All this took more time than he had expected to spend in Japan, and delayed his sailing until the autumn was more than half over. Nor was this enough to complete his researches. In December of the following year he re-crossed the Pacific, and at Christmas we find him at Yokohama. Again he hires a house, fits it up in Japanese style but with occidental furniture; again he was travelling over the land, this time in search less of scenery than of psychic phenomena and the lore connected with their celebration. In July he is interviewing a Ryobu Shinto priest and “eliciting much valuable information.”
For the trances, and the various miracles, a participant must be prepared by a process of purification, long continued for the former, always by bathing before the ceremony; and by Percival’s frequent attendance, and great interest, he attained the repute for a degree of purity that enabled him to go where others were not admitted. On this ground he attended what he called the Kwanchō’s Kindergarten, but was not allowed to bring a friend. The Kwanchō, as the head of the principal Shinto sect that practised trances, had a class of boys and girls who went through a preparation therefor by a series of what an unbeliever might call ecstatic acrobatic feats, lasting a long time before they were fitted for subjects of divine possession.
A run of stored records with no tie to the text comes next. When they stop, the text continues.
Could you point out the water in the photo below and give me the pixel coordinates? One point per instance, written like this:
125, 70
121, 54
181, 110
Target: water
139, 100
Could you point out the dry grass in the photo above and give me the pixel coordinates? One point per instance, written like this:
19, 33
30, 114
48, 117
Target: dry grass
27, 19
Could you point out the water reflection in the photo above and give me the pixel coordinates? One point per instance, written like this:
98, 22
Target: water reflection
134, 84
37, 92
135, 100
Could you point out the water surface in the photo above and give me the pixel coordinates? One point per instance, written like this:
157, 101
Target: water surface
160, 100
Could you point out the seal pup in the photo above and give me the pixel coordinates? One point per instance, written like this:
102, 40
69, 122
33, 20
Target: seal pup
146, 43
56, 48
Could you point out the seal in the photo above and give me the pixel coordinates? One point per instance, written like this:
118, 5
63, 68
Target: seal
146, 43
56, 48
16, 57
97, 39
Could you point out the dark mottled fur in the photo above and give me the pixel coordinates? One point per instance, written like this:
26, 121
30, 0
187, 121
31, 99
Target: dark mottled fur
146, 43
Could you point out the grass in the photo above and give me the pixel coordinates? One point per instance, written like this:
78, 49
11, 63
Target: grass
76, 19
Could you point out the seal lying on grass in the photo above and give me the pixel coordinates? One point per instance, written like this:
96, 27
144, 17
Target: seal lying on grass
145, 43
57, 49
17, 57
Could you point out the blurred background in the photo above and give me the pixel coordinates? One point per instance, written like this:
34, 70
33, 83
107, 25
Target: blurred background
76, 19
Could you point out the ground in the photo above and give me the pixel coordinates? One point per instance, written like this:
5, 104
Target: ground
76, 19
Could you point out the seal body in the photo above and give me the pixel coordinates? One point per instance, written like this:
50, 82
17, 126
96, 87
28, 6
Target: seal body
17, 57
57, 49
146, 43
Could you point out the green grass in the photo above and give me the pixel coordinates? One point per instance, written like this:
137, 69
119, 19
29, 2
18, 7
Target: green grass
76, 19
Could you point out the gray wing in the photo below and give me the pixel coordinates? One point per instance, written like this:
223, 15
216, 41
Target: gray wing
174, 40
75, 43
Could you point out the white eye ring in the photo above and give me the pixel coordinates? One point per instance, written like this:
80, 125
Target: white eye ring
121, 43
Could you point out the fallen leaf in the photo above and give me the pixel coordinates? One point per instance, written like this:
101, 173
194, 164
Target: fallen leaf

He visited everything relating to the mysteries that he could find, procured from the Kwanchō an introduction that enabled him to see the interior grounds of the great shrines of Ise, from which even the pilgrims were excluded, and to see there a building whereof he learned the history and meaning that the very guardian priests did not understand. At trances he was allowed to examine the possessed, take their pulse, and even to stick pins into them to test their sensibility, sometimes in a way that they were far from not feeling afterwards. In short he was enabled as no one had ever been before, to make a very thorough examination of the phenomena with the object of discovering and revealing their significance; for he was convinced that they were perfectly genuine, without a tinge of fraud, and allied to the hypnotism then at the height of its vogue. In March, 1893 he gave the first of a series of papers on Esoteric Shintoism before the Asiatic Society of Japan. These he worked up after his return to America in the autumn, and published in 1895 with the title “Occult Japan or the Way of the Gods.”